A multi-center study published in Gut has evaluated the use of an artificial intelligence–based classifier to detect pancreatic cancer from cyst fluid samples. The approach combines genomic, proteomic, and clinical data to improve risk stratification of pancreatic cystic lesions, which remain diagnostically challenging.
Pancreatic cysts are frequently detected incidentally through imaging, but distinguishing benign from premalignant or malignant cysts remains difficult using current diagnostic tools. The new study aimed to assess whether a multiomic classifier could offer a more accurate method to support clinical decision-making, particularly in identifying cancer at an earlier, more treatable stage.
Researchers developed and validated a classifier – termed CompCyst-AI – using samples from 862 patients across four institutions. All patients underwent surgical resection of a pancreatic cyst, providing histopathologic diagnosis as ground truth. The cyst fluid samples were analyzed for mutations in common pancreatic cancer–associated genes (including KRAS, GNAS, and TP53), protein expression profiles, and standard clinical features such as imaging characteristics and cytology.
The classifier was trained on a subset of 380 cases and tested on 392 independent samples. Patients were assigned to one of three categories: surgery recommended, surveillance appropriate, or no surveillance needed. Results were compared against real-world clinical management decisions and final surgical pathology.

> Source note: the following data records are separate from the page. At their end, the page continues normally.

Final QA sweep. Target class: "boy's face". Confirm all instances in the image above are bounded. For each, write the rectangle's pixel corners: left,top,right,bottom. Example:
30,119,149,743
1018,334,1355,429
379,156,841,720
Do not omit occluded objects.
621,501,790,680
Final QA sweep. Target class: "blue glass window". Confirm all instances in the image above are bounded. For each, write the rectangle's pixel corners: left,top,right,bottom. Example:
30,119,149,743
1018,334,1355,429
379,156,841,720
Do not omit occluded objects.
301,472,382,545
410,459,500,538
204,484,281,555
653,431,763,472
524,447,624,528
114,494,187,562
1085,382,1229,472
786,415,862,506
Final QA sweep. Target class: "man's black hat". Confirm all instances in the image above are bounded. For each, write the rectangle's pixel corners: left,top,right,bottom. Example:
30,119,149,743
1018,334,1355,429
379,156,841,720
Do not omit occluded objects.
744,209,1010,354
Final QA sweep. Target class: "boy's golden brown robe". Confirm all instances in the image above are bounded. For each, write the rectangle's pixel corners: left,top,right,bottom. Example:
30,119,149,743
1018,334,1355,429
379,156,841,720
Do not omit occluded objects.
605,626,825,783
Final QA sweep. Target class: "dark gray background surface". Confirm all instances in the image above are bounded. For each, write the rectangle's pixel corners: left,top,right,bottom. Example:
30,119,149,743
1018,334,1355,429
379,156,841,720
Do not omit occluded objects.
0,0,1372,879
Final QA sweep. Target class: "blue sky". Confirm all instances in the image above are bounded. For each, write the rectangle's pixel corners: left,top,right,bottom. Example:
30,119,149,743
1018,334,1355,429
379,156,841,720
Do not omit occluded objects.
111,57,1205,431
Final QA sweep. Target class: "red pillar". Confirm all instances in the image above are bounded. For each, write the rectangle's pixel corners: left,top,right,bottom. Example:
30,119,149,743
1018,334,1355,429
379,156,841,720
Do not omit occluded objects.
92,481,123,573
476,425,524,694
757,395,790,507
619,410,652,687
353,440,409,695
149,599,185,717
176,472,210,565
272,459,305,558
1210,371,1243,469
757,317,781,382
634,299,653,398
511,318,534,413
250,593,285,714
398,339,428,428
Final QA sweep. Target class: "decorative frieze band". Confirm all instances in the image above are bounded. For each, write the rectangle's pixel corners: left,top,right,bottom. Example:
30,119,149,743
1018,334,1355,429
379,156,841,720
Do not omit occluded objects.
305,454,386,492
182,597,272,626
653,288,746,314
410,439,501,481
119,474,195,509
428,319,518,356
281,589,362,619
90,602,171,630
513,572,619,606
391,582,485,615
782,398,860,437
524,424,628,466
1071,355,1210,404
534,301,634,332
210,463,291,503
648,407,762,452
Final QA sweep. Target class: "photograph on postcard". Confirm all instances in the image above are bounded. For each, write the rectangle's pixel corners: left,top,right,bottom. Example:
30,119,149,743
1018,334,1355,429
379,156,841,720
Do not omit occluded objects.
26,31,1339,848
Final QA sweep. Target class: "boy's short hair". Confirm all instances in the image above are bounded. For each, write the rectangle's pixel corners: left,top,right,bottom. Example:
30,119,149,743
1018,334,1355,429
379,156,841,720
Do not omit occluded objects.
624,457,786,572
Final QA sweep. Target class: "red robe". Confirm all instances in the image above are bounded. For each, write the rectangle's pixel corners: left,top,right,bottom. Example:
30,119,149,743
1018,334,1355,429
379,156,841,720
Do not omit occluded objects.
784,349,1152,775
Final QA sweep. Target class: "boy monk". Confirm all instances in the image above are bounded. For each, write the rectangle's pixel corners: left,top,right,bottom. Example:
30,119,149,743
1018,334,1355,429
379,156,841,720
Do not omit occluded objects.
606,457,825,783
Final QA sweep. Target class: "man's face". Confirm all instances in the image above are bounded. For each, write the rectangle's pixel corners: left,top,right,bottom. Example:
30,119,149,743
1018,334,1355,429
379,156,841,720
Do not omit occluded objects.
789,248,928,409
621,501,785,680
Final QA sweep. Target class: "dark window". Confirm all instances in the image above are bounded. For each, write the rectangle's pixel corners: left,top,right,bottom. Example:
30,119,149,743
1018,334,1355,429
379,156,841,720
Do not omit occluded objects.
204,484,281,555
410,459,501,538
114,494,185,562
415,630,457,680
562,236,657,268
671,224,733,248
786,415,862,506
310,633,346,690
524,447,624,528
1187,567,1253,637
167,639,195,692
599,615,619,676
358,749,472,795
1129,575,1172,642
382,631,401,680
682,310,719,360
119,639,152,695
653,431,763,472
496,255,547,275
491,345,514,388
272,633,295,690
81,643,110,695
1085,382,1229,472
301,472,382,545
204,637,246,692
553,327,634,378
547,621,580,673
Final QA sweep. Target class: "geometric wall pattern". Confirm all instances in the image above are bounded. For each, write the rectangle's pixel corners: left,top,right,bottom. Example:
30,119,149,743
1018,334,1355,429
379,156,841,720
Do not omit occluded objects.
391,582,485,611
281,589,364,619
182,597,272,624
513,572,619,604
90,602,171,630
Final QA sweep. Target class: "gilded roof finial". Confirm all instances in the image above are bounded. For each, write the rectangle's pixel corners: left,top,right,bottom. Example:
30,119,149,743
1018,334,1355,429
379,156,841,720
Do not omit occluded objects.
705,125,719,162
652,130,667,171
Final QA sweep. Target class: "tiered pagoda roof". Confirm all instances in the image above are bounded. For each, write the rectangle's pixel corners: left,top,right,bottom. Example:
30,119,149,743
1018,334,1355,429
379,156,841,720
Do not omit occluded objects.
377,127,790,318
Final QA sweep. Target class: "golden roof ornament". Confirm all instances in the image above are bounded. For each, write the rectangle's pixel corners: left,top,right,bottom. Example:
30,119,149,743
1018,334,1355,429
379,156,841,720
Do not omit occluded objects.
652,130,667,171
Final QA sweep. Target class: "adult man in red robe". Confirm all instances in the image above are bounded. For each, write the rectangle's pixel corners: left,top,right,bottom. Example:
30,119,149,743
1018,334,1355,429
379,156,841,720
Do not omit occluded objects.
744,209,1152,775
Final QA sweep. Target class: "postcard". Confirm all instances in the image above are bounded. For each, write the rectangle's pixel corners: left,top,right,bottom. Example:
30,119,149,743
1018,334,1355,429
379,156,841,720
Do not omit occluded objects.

In the validation cohort, CompCyst-AI matched the pathology-determined management recommendation in 72 percent of cases, compared with 52 percent agreement using current clinical approaches. The classifier identified 90 percent of patients with high-grade dysplasia or invasive carcinoma who required surgery and reduced the number of unnecessary surgeries for patients with low-risk lesions.
Importantly, the model demonstrated strong negative predictive value, suggesting it may help reduce overtreatment of benign cysts. However, the authors noted that while the classifier improved diagnostic accuracy, certain limitations – such as the need for cyst fluid sampling – remain.

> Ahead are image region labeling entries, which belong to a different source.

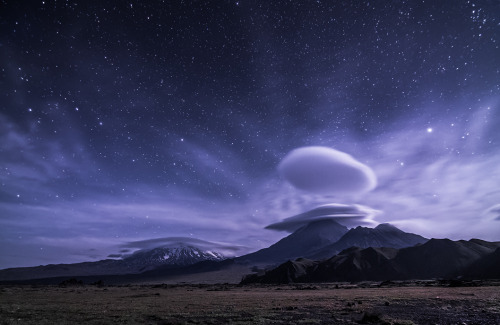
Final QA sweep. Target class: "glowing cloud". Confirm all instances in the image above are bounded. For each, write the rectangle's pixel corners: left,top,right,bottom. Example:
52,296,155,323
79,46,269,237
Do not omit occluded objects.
266,203,380,232
278,147,377,194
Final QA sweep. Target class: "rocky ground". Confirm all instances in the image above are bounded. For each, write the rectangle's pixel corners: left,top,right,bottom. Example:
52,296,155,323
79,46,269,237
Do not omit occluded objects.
0,282,500,325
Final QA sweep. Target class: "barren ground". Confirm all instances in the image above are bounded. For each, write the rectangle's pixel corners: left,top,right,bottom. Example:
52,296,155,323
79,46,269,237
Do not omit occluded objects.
0,284,500,325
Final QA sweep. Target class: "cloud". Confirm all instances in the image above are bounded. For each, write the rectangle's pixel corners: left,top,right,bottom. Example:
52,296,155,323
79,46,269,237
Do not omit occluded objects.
266,203,379,232
121,237,248,256
483,204,500,221
278,147,377,194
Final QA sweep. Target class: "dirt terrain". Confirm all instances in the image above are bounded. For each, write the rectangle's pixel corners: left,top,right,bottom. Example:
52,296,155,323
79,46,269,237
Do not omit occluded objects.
0,283,500,325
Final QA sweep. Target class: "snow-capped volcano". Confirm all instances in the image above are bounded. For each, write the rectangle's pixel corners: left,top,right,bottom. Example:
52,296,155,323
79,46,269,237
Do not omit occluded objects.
123,245,225,267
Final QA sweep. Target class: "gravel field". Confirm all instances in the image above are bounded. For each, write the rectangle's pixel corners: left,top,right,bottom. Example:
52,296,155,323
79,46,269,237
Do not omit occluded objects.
0,284,500,325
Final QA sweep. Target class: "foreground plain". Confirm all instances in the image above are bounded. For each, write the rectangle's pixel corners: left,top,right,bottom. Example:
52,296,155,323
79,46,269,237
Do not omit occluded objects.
0,283,500,324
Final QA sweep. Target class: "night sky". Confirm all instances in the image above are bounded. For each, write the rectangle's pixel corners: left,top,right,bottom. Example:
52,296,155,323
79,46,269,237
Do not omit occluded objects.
0,0,500,268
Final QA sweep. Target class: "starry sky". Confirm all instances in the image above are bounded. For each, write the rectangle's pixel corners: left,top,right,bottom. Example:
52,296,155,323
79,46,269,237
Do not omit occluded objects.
0,0,500,268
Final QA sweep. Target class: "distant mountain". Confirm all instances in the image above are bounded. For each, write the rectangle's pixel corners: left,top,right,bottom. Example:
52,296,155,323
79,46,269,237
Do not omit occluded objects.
242,239,500,283
392,239,500,279
123,245,225,271
305,223,428,259
242,247,398,284
460,247,500,279
0,244,225,281
236,219,348,264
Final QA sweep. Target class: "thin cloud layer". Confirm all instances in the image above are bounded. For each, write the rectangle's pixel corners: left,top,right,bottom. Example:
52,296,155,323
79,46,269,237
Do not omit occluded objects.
278,147,377,194
266,203,379,232
121,237,247,256
484,204,500,221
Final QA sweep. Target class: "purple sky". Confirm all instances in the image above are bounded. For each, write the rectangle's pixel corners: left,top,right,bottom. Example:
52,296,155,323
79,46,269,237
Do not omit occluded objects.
0,0,500,268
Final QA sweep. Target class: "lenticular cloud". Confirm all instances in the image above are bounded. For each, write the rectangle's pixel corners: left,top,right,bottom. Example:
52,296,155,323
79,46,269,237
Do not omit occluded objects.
266,203,380,232
278,147,377,194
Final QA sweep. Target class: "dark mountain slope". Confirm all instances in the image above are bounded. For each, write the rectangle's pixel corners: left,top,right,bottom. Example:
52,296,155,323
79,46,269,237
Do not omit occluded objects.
459,247,500,279
0,245,224,281
307,223,428,259
236,220,348,264
243,239,500,283
392,239,497,279
242,247,397,284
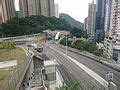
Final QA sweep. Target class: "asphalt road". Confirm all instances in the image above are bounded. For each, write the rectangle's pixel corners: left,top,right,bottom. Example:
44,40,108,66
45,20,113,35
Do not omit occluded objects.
46,45,120,90
39,45,116,90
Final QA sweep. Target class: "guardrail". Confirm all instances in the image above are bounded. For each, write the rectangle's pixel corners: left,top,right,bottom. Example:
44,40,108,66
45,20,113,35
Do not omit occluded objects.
1,53,32,90
59,44,120,72
0,33,44,41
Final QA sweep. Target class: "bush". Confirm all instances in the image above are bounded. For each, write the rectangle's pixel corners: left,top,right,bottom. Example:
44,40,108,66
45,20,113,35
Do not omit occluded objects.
0,16,71,37
0,42,16,49
59,37,71,47
71,40,103,56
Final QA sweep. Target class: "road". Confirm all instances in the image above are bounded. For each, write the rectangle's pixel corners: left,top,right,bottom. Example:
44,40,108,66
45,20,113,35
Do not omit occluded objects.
36,45,110,90
39,42,120,90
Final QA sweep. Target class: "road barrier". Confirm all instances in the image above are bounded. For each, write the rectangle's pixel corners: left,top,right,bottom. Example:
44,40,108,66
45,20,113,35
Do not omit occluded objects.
59,44,120,72
46,45,117,90
0,53,32,90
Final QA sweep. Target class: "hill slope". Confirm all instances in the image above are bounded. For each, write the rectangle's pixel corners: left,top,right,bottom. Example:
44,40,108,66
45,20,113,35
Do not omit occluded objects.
60,13,84,29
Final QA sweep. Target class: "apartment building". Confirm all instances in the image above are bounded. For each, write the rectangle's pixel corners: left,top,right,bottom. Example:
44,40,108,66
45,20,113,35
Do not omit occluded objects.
0,0,15,23
87,2,96,41
104,0,120,62
19,0,55,17
95,0,106,42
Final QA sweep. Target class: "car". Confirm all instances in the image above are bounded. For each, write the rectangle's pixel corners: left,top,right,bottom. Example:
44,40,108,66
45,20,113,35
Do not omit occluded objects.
35,47,43,53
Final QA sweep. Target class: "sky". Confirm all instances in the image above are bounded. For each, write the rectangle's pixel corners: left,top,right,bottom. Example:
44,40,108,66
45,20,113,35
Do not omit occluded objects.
15,0,93,23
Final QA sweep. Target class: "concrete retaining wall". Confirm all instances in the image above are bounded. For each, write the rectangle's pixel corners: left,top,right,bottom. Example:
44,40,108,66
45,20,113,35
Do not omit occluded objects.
59,45,120,72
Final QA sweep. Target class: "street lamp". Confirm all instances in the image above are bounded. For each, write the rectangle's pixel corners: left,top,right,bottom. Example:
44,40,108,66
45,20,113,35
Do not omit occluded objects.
106,71,113,90
66,31,67,55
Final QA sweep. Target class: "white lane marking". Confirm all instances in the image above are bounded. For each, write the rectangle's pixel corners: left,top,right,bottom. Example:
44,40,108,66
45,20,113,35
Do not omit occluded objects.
46,45,108,85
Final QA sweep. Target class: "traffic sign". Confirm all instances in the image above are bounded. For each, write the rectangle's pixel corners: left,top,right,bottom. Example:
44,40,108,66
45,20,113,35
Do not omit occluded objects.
106,71,113,82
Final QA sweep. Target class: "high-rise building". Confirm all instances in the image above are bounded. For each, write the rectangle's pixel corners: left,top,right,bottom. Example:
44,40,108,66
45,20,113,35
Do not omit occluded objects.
104,0,112,33
0,0,15,23
84,17,88,31
104,0,120,62
87,2,96,39
19,0,55,17
55,4,59,18
95,0,106,42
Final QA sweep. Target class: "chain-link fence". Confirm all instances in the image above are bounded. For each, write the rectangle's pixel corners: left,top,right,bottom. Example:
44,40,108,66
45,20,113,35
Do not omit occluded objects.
0,53,32,90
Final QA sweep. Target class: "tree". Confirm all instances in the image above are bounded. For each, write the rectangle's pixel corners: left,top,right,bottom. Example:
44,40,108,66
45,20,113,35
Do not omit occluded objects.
2,16,71,37
70,27,88,38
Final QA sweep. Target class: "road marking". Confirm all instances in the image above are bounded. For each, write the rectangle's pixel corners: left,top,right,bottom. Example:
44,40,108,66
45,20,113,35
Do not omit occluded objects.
46,45,108,86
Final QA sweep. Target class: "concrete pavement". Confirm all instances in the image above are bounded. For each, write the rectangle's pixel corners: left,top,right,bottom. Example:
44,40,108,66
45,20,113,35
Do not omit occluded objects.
47,43,120,90
41,44,117,90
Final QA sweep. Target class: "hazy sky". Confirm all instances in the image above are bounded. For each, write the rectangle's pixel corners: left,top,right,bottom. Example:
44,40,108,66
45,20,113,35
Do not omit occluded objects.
15,0,93,22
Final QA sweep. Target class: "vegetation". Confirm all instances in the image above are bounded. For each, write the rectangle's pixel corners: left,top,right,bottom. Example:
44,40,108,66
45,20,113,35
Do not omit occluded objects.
71,40,103,56
0,47,26,63
60,13,84,29
0,42,26,63
0,42,16,49
70,27,88,38
0,16,71,37
0,69,11,90
59,37,71,47
56,81,81,90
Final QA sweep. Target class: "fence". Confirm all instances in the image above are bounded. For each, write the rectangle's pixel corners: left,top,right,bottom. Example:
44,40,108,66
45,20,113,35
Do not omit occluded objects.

The study did not include patients managed non-operatively, meaning further work is needed to validate performance in routine surveillance populations. The researchers suggest that prospective studies will be essential to determine clinical utility, particularly for patients who are not surgical candidates or those under long-term monitoring.
Overall, these findings contribute to ongoing efforts to improve risk stratification of pancreatic cysts and reduce unnecessary surgeries while ensuring appropriate identification of cancer. The study also highlights the potential of combining multiomic data with AI algorithms in a structured, pathology-validated framework.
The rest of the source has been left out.